Rants and reactions to contemporary politics, art and culture.
Monday, September 14, 2015
Pornosophy: Finally a Barbie With Pubic Hair?
Barbie 2015 Ballet Wishes
Barbie Dolls are the Oscars of the Brazilian waxing world.
These dolls are female equivalent of the castrati which used to make up church
choirs in the l7th century. They do sport breasts, but in an act of collusion with pedophile culture,
pre-adolescence has become the stylistic model for 21st century
femininity with its marked absence of pubic hair. However wouldn’t it be
wonderful to create a whole new line of adolescent Barbies with both budding
breasts and a down covering the mons pubis and tufts of the kind of angry
armpit hair that actresses used to sport in l950’s Italian neo
realist films? Each Barbie would come with its own training bra and tampon set
and there would even be dolls which employ little Heinz ketchup bladders. How about a Barbie who conveys the so-called “facts of
life” (like the dolls made by a company called Amamanta which advertises their potential use as "sex education props”)? The new Barbie would also come with a revitalized Ken, replete with a strap-on, chest hair and its own pubic bush. This Ken would be
capable of hooking up (and using apps like Tinder) and with the help of a hydraulic elevator mounting and
even dry humping his female counterpart.

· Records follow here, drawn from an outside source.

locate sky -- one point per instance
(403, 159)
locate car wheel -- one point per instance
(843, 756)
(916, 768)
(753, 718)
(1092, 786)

What a relief to finally have a doll
that had some relationship to reality, a doll that could be used as learning and even therapeutic tool. The anti-septic Barbie existence that young girls are brought up
in and that then gets reinforced when they're hustled off for their first wax
(to remove the scourge of dreaded pubic hair) is a new form of Cinderella Complex, offering as it does a perfect palette for the self-hating creature
who seeks to hide behind a veneer of antiseptic polished appearance.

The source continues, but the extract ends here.